I’m pretty sure we all went away thinking ‘now there’s a pretty old young man’, but having worked with him on a daily basis now I can tell you that he has grown up into a ‘pretty young old man’.
Warsi pays tribute to Baroness Thatcher – Mrs T – saying “there is no one that backed children like our late, great Margaret Thatcher.
She knew that if we didn’t saddle them with debt but gave them the key to unlock their future, they would stand tall.
For your enjoyment, here is that WIlliam Hague speech once again.
10.46 Davidson is making the best of a bad job, writes my colleague James Kirkup.
Her slot as warm-up act for David Cameron means she gets a rare chance to speak to a large audience of non-Scots, and she’s made the most of the opportunity with an impressive speech here.
It’s enough to make you wonder if there’s a future for her in Conservative politics at a UK level, once next year’s independence referendum is done.
After all, Miss Davidson is only 34. What odds on her one day sitting at the Cabinet table in London?
10.44 I’ll post more detail from Ruth Davidson speech when I have a transcript. She just took a swipe at Alex Salmond over his claim that Nato operations in Kosovo – in which Scottish troops took part – were an “unpardonable folly”. Salmond’s comment was an “unpardonable slur”, says Davidson.
She described before that how she had been embedded with Scottish regiment the Black Watch in Kosovo during her time as a journalist, and that they served proudly with the Union flag on their arm. As did troops from Wales, she says.
10.37 Ruth Davidson, Leader of the Scottish Conservatives, is up now. She says the choice on Scottish independence is “vital and binding” and that if Scotland leaves the union it can’t be undone. She says she wants to focus on the effect of independence on England, rather than Scotland.
10.33 Boris Johnson on LBC Radio – summary
On returning to parliament. Johnson said he he has not decided whether to stand as an MP but didn’t rule it out.
Tony will you forgive me if I just say I understand why people are interested. I would like to have a career either as a romantic novelist or a tight-end prop for England. These things are unlikely to happen. Because the honest truth is I don’t know. I don’t know and I’ve got to get on with being Mayor of London.
On the Daily Mail/Ed Miliband row: Johnson said he would have ‘fired back’ if one of his relatives had been ‘beaten up’ by the media and cast some doubt on the validity of the Mail’s piece.

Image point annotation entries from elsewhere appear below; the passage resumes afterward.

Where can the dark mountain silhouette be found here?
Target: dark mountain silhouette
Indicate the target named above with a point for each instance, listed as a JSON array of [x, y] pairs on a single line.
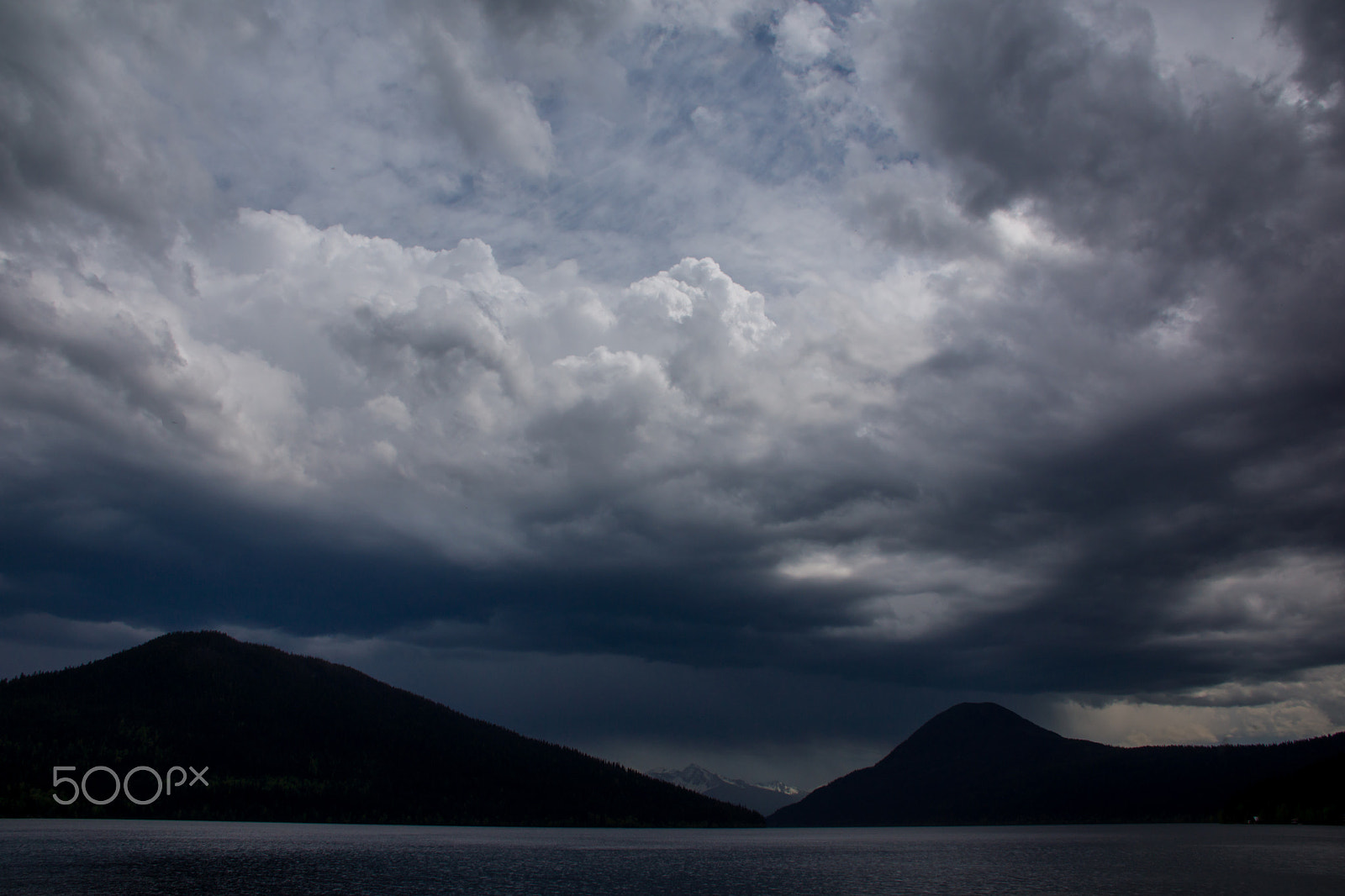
[[291, 737], [1313, 795], [982, 764]]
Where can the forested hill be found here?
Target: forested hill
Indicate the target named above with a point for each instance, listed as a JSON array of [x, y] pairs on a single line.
[[982, 764], [291, 737]]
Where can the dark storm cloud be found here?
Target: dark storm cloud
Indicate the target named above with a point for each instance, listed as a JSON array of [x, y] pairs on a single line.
[[1073, 421]]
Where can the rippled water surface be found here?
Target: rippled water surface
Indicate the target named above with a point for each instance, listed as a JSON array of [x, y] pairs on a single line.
[[215, 857]]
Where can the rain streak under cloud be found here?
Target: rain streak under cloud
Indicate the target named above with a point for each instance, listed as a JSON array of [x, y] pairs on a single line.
[[726, 382]]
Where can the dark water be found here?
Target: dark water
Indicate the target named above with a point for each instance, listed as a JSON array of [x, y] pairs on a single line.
[[214, 857]]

I cannot accurately calibrate the justice or wisdom of what they said about Ed Miliband’s father, I don’t really have enough data to go on. Indeed I didn’t actually read the entire opening salvo. What he actually said I think as a 17 year old in his diary was some of the English are so nationalist that they could do with a kick in the bands, or something like that. Whether you want to hold someone’s teenage scribblings against them ever afterwards, and indeed to impute a lack of patriotisim, I don’t know.

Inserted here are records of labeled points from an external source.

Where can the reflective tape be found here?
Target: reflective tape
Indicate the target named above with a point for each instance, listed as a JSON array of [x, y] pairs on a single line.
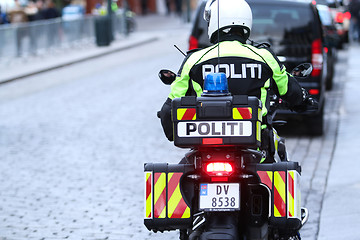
[[186, 114], [242, 113], [148, 195], [279, 194], [291, 194], [177, 208], [159, 195]]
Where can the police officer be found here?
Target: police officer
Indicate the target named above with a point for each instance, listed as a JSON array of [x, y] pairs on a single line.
[[250, 70]]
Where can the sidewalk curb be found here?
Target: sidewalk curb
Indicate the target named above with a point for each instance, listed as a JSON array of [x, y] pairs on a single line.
[[94, 52]]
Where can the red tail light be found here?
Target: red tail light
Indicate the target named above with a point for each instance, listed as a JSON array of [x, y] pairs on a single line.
[[316, 57], [314, 91], [347, 15], [339, 17], [193, 43], [219, 168]]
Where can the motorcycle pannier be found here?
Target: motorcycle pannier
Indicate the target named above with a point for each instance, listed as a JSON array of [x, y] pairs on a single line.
[[283, 180], [225, 120], [167, 203]]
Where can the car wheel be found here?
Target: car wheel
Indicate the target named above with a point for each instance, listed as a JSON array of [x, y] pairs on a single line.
[[315, 123]]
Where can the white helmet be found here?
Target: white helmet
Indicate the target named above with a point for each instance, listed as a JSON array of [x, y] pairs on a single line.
[[231, 13]]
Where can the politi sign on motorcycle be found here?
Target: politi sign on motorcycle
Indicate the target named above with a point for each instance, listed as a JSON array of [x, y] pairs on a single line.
[[214, 128]]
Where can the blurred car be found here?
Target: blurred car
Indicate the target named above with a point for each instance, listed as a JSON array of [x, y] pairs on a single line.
[[331, 42], [341, 18], [72, 12], [294, 31]]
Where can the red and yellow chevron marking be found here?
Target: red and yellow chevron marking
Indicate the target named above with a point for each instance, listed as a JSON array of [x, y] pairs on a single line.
[[258, 131], [279, 194], [148, 194], [159, 195], [177, 208], [186, 113], [260, 114], [291, 194], [266, 178], [242, 113]]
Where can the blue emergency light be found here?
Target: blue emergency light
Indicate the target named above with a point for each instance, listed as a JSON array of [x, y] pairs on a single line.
[[216, 84]]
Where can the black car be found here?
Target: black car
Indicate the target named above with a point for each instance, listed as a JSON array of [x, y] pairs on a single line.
[[295, 33], [332, 41]]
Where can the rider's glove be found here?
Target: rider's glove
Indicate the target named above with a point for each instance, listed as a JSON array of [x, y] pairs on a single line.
[[308, 103]]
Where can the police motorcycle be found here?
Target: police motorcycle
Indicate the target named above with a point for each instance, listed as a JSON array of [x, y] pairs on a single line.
[[230, 185]]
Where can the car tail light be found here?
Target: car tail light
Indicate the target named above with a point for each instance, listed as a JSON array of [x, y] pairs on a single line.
[[219, 168], [339, 17], [316, 57], [314, 91], [347, 15], [193, 43]]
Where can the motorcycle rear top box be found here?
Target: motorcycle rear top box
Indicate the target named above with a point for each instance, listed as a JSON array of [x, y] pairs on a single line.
[[168, 205], [225, 120]]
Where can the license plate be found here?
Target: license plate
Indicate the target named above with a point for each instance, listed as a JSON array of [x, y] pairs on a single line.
[[219, 196]]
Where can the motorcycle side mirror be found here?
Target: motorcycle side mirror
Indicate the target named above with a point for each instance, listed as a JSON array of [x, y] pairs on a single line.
[[302, 71], [167, 76]]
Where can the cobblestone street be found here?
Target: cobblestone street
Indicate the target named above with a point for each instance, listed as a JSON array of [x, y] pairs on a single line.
[[72, 153]]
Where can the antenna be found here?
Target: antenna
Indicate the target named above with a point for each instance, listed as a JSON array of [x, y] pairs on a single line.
[[218, 16], [180, 50]]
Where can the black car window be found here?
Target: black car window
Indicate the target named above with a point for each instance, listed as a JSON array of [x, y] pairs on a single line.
[[275, 21]]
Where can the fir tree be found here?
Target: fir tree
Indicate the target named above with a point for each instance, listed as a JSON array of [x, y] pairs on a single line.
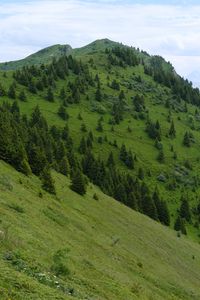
[[64, 166], [99, 126], [22, 96], [50, 96], [78, 184], [63, 113], [186, 140], [12, 92], [47, 181], [185, 209], [172, 131], [110, 160], [180, 225], [82, 147]]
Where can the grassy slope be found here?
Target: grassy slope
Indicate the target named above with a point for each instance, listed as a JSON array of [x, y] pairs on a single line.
[[114, 252], [43, 56], [137, 140]]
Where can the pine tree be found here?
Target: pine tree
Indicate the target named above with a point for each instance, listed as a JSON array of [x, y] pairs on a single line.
[[63, 113], [2, 91], [161, 156], [47, 181], [82, 147], [110, 161], [99, 126], [172, 131], [22, 96], [123, 153], [140, 173], [64, 166], [180, 225], [185, 209], [130, 160], [98, 94], [12, 92], [78, 184], [50, 96], [186, 140]]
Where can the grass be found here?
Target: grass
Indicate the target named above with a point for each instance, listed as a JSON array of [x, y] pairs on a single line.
[[136, 140], [108, 250]]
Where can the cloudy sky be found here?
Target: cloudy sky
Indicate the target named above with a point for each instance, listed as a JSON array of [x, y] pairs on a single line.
[[168, 28]]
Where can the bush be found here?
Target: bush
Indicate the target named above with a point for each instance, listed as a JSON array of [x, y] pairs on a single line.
[[59, 263], [95, 196]]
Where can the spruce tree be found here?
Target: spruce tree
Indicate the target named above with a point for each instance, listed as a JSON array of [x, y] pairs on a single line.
[[110, 161], [161, 156], [64, 166], [186, 140], [78, 184], [47, 181], [123, 153], [22, 96], [12, 92], [172, 131], [179, 225], [82, 147], [63, 113], [50, 96], [185, 209]]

On Cameron’s speech: Boris agreed with the briefed-out bit in which Cameron says “profit is not a dirty word”.
I think the reason David Cameron is having to make that elementary point in his speech today is because the Labour party is moving so far to the left now and taking on such a strong anti-business rhetoric, that you really wonder how on earth they think the welfare state or our schools or hospitals and everything else is going to be financed.
Quotes two and three from Politics Home.